Феодора не знала, радоваться или ужасаться: но поняла, что скоро ее тревоги разрешатся. Дромон, на борту которого было вырезано название – “Константин Победоносный”, остановился напротив “Клеопатры”. Он поприветствовал “Клеопатру” огненным салютом: все ахнули, но тут же захлопали искусству комеса, который сейчас был и кентархом.
А потом с корабля…. нет, не спустили шлюпку: Леонард Флатанелос, одетый в легкое шелковое платье, сам стрелой бросился в воду и быстро подплыл к хеландии.
Он взобрался на борт под восторженное аханье и смех. Одежда облепила его могучую статную фигуру; он улыбался и махал всем рукой.
Увидев Феодору, комес низко поклонился, прижав руку к сердцу; хозяйка невольно закраснелась.
- Как я счастлив видеть вас! И счастлив, что мое прибытие совпало с вашим праздником! – сказал Леонард Флатанелос.
Его тут же усадили за стол, налили вина; его наперебой расспрашивали, а комес только смеялся и отмахивался от вопросов.
- Порадуйтесь за империю – а докладывать я буду только государю. Потом и вы все услышите, - сказал он.
И впервые за улыбкой героя Феодоре почудилась боль, натужность; такая же натужность сквозила и в гостеприимстве Фомы. Бедняга! Ему придется терпеть всю прогулку!
Вскоре, однако, хозяина закружили и заняли другие гости, а комеса оставили в покое: и Феодора смогла уединиться с ним. У нее на руках была дочь, но это не мешало им говорить.
- Что вы мне скажете? - сурово вопросила московитка.
Флатанелос опустил глаза.
- Это долгий разговор, и он не предназначен для чужих ушей. И ваш муж скоро вернется, - ответил комес.
Феодора заставила себя перемолчать - а потом улыбнуться.
- Мы всей семьей хотели учиться плавать… я сейчас, глядя на вас, пожелала, чтобы вы стали нашим учителем!
Флатанелос засмеялся.
- Я бы с радостью согласился, но патрикию это не понравится.

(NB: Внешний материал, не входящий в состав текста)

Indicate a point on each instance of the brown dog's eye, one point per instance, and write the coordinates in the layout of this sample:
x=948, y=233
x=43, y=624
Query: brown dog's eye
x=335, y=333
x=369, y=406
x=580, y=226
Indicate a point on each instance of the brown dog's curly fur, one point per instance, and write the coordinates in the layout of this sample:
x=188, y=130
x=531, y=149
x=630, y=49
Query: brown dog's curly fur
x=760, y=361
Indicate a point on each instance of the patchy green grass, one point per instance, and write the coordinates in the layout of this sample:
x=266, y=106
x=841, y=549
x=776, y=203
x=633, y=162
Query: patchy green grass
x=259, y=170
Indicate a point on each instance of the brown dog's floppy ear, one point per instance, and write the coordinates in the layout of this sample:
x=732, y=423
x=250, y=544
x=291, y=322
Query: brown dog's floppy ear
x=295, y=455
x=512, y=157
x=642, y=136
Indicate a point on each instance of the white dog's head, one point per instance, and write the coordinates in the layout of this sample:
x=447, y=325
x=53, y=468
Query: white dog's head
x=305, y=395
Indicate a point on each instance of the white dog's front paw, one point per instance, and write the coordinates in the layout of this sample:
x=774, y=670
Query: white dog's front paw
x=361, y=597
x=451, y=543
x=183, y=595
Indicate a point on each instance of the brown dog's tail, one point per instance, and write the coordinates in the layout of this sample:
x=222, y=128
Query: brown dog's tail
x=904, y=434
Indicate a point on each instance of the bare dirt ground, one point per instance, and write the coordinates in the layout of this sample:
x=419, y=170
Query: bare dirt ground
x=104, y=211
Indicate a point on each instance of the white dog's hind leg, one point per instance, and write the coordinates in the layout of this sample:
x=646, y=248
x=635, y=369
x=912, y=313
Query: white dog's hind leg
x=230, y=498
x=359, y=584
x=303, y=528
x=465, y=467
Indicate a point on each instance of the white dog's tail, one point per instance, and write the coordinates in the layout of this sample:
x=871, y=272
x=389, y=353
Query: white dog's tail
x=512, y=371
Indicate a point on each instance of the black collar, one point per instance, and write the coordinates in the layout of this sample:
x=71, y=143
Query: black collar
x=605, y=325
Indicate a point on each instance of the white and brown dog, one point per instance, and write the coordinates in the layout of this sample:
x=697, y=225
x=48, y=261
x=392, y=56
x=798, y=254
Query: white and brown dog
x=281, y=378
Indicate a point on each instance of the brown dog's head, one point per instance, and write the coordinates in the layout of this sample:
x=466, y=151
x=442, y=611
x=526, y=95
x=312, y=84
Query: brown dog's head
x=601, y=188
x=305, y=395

После долгого молчания он тихо прибавил:
- Я знаю, неприлично говорить такое замужней женщине… но вы стали еще прекраснее, чем были, госпожа Нотарас. Материнство идет вам на пользу.
- Материнство всегда на пользу, если рожаешь от любимого человека, - весело ответила Феодора.
Тут оба поняли, как далеко зашли, - и запнулись, смутились.
Феодора сказала:
- Мне… или вам нужно сейчас уйти. Но потом мы обязательно должны поговорить!
Комес кивнул очень серьезно.
- Как можно скорее.
* На острове Лесбос.
========== Глава 50 ==========
До самого конца прогулки муж не говорил с Феодорой и избегал ее; Вард был с нянькой, а хозяйка сидела на палубе и мрачно покачивала дочь. Праздник был безнадежно испорчен.
Комес распрощался с патрикием спустя небольшое время: “Константин Победоносный” плыл за “Клеопатрой” след в след, и герой вернулся на свой дромон таким же образом, каким покинул его. Конечно, с Феодорой он больше не заговорил – и даже не переглянулся.
Когда они сошли на берег – и остались одни, не считая собственной прислуги и охраны, - патрикий тут же сорвался на крик:
- Это он за тобой ухаживает? Я так и знал, все это время!..
Феодора отшатнулась, прижимая к себе дочку, которая испугалась и заплакала; такого она не ожидала даже от мужа, не отличавшегося стойкостью. Но ведь она знала, что патрикий очень чувствителен и по-женски несдержан…
Жена сухо сказала:
- Сейчас же перестань! Ты позоришь нас обоих перед слугами – и ты ошибаешься!
Фома мрачно посмотрел на нее.
- Тогда кто же подарил тебе это?
Его палец уперся в ожерелье, обнимавшее шею московитки.
Феодора отступила и поцеловала дочку, которая по-прежнему хныкала.
- У меня пропадет молоко от твоих криков, - сказала она. – Ожерелье подарил мне друг, тебе неизвестный; но я тебе не изменяла и не намерена! Комес здесь ни при чем!
Она подняла глаза, и ее вдруг охватили нежность и жалость, сменившие гнев, - Фома смотрел на нее с такой детской надеждой: как на мать, вершительницу и госпожу своей судьбы, единственную женщину, которой он вверил свое сердце. Феодора улыбнулась, вспомнив, как любит этого человека.
- Это правда, дорогой, - сказала она. – Я тебе верна.
Патрикий улыбнулся - и, приблизившись к ней, обнял жену вместе с дочерью. Теперь он плакал.
- Господи, я так страдал! Я думал…
- Ты думал, что я бессердечная и неблагодарная тварь? – прошептала Феодора. Она утерла его слезы. – Плохо же ты думаешь о своей жене, своей возлюбленной!
- Я исправлюсь, - сказал Фома. - Я заглажу свою вину, я сделаю для тебя все, что ты пожелаешь!